Bahkan, standar kemiskinan yang kurang tepat ini dapat berisiko membuat pemerintah terlena dalam upaya menurunkan rasio kemiskinan, karena merasa bahwa angka kemiskinan sudah rendah, padahal kenyataannya tidak demikian.

“Patokan yang terlalu rendah ini membuat kita merasa cukup dan tidak berupaya secara maksimal memberantas kemiskinan. Cukup dengan memberikan sedikit bansos, puluhan juta orang seolah-olah terangkat ke atas garis kemiskinan tersebut,” jelasnya kepada Liputanku.

Namun demikian, jika hanya mengacu pada data Bank Dunia, Wijayanto berpendapat bahwa standar kemiskinannya terlalu tinggi untuk Indonesia yang baru saja naik kelas menjadi negara berpenghasilan menengah atas.

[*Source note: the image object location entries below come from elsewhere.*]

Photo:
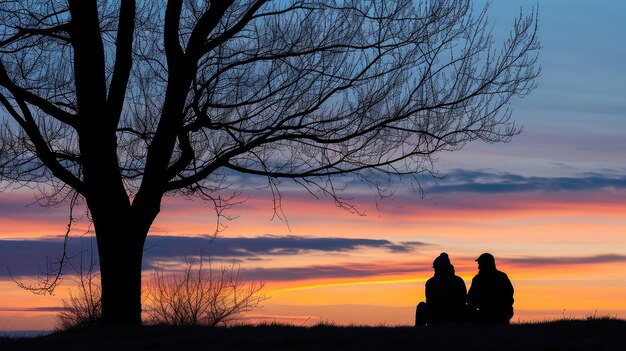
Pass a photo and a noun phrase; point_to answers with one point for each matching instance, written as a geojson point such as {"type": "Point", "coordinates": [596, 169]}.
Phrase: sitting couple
{"type": "Point", "coordinates": [490, 298]}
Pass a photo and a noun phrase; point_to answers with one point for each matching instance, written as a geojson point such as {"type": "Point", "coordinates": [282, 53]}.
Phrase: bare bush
{"type": "Point", "coordinates": [83, 308]}
{"type": "Point", "coordinates": [201, 295]}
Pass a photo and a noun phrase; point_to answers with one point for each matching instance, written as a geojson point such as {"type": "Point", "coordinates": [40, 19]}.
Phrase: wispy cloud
{"type": "Point", "coordinates": [29, 257]}
{"type": "Point", "coordinates": [565, 261]}
{"type": "Point", "coordinates": [486, 182]}
{"type": "Point", "coordinates": [351, 270]}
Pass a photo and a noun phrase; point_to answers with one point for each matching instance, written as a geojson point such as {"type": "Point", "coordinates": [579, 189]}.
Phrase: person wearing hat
{"type": "Point", "coordinates": [445, 295]}
{"type": "Point", "coordinates": [490, 298]}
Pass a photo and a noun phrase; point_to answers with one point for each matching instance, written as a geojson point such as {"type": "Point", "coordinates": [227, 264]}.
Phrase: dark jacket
{"type": "Point", "coordinates": [490, 298]}
{"type": "Point", "coordinates": [445, 296]}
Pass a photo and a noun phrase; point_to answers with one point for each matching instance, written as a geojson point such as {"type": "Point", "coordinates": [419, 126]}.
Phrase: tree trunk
{"type": "Point", "coordinates": [120, 269]}
{"type": "Point", "coordinates": [121, 236]}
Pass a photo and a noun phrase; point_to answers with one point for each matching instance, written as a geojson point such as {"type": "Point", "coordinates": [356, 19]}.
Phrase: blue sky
{"type": "Point", "coordinates": [575, 120]}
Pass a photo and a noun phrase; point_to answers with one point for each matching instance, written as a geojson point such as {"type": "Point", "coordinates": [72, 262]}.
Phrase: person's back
{"type": "Point", "coordinates": [490, 298]}
{"type": "Point", "coordinates": [445, 295]}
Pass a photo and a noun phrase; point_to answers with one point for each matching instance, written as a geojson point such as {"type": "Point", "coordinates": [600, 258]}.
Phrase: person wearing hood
{"type": "Point", "coordinates": [490, 298]}
{"type": "Point", "coordinates": [445, 295]}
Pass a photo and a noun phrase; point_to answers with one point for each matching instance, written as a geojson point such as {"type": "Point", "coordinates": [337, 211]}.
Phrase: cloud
{"type": "Point", "coordinates": [562, 261]}
{"type": "Point", "coordinates": [29, 257]}
{"type": "Point", "coordinates": [484, 182]}
{"type": "Point", "coordinates": [32, 309]}
{"type": "Point", "coordinates": [352, 270]}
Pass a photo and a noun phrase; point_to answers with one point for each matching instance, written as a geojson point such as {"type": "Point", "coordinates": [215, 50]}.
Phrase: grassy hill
{"type": "Point", "coordinates": [593, 334]}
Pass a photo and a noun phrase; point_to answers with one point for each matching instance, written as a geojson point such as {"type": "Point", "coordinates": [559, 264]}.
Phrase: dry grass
{"type": "Point", "coordinates": [591, 334]}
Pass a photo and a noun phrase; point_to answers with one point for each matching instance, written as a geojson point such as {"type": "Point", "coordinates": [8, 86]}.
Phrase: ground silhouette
{"type": "Point", "coordinates": [592, 334]}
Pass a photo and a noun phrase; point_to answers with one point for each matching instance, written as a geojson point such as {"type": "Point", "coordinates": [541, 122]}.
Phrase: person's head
{"type": "Point", "coordinates": [442, 264]}
{"type": "Point", "coordinates": [486, 262]}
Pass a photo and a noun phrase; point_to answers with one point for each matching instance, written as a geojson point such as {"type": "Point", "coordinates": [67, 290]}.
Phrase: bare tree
{"type": "Point", "coordinates": [125, 102]}
{"type": "Point", "coordinates": [83, 308]}
{"type": "Point", "coordinates": [201, 296]}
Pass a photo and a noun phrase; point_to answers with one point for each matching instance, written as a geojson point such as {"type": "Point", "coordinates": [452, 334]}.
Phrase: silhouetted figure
{"type": "Point", "coordinates": [445, 295]}
{"type": "Point", "coordinates": [490, 298]}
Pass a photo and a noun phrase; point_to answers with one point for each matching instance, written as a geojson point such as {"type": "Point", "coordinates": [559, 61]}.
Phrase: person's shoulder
{"type": "Point", "coordinates": [502, 274]}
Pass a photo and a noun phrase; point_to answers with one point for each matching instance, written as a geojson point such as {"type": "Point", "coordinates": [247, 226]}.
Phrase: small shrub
{"type": "Point", "coordinates": [84, 308]}
{"type": "Point", "coordinates": [201, 295]}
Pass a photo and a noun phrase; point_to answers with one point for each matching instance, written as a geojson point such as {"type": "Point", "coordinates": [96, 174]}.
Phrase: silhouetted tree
{"type": "Point", "coordinates": [125, 102]}
{"type": "Point", "coordinates": [201, 295]}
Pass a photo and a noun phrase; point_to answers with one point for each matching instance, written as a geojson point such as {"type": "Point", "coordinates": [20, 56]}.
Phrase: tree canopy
{"type": "Point", "coordinates": [124, 102]}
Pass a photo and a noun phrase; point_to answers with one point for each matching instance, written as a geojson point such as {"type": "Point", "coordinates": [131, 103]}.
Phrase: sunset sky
{"type": "Point", "coordinates": [550, 206]}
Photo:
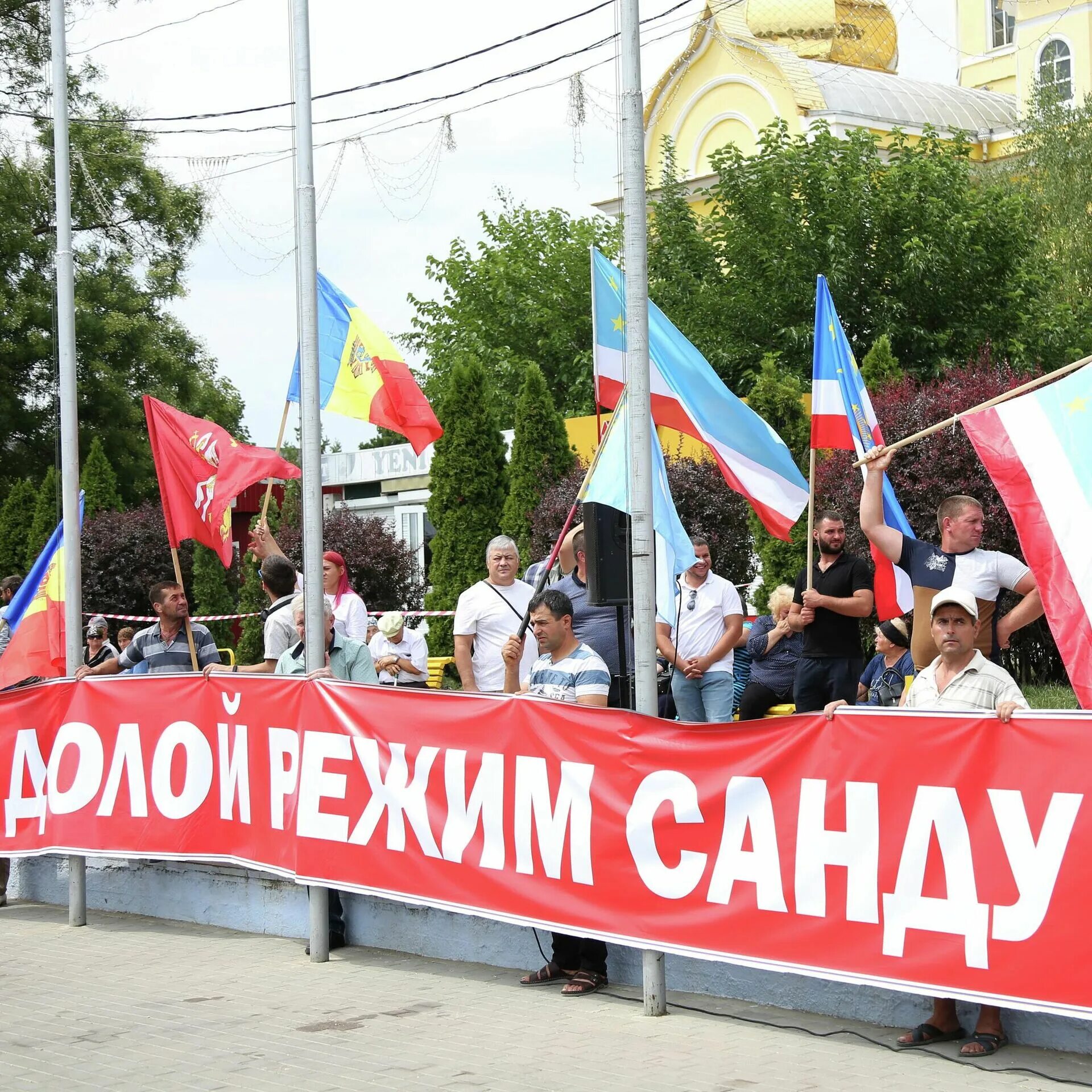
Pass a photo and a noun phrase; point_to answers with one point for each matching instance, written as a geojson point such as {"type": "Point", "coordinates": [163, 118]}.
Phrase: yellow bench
{"type": "Point", "coordinates": [436, 665]}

Sebab, produk domestik bruto (PDB) per kapita Indonesia yang mencapai 4.960 dollar AS pada tahun 2024 lebih mendekati batas bawah negara berpenghasilan menengah atas menurut Bank Dunia, yang memiliki kisaran PDB antara 4.500 hingga 14.000 dollar AS per kapita.

“Meskipun demikian, dunia internasional akan tetap mengacu pada data Bank Dunia, sehingga kita juga harus menjadikannya sebagai acuan penting,” tegas Wijayanto.

KOMPAS/AGUS SUSANTO Ilustrasi kemiskinan.Oleh karena itu, ia mendorong BPS untuk segera memperbarui metode penghitungan garis kemiskinan yang lebih sesuai dengan kondisi masyarakat Indonesia, agar program-program pemerintah dalam upaya mengurangi kemiskinan, seperti pemberian bansos dan subsidi, dapat tepat sasaran.

“Menurut saya, ini perlu dilakukan secepatnya, jangan sampai data BPS dianggap tidak relevan, bahkan menyesatkan. Selain itu, data yang akurat akan membantu meningkatkan efektivitas program pengentasan kemiskinan; dan ini yang paling krusial,” pungkasnya.

Sebagai informasi tambahan, data resmi dari BPS menunjukkan bahwa tingkat kemiskinan di Indonesia per September 2024 mencapai 8,57 persen dari total penduduk, atau sekitar 24,06 juta jiwa.

BPS mengukur kemiskinan di Indonesia menggunakan pendekatan kebutuhan dasar atau Cost of Basic Needs (CBN), bukan menggunakan PPP seperti yang dilakukan oleh Bank Dunia.

Jumlah rupiah minimum yang dibutuhkan untuk memenuhi kebutuhan dasar ini kemudian dinyatakan dalam Garis Kemiskinan.

Garis kemiskinan tersebut dihitung berdasarkan pengeluaran minimum untuk memenuhi kebutuhan dasar, baik makanan maupun non-makanan.

Pada September 2024, garis kemiskinan nasional per kapita tercatat sebesar Rp 595.242 per bulan.

Data ini menunjukkan perbedaan yang signifikan jika dibandingkan dengan data dari Bank Dunia.

Menurut laporan Bank Dunia pada April 2025, jumlah penduduk miskin di Indonesia mencapai 60,3 persen dari total penduduk.

Kemudian, akibat perubahan indikator PPP dari 2017 ke 2021 per Juni 2025, jumlah penduduk miskin di Indonesia mengalami peningkatan dari 60,3 persen menjadi 68,25 persen pada tahun 2024.

Dengan adanya perubahan ini, formula pendapatan penduduk dalam PPP yang menjadi acuan Bank Dunia berubah dari 6,85 dollar AS per kapita menjadi 8,30 dollar AS per kapita.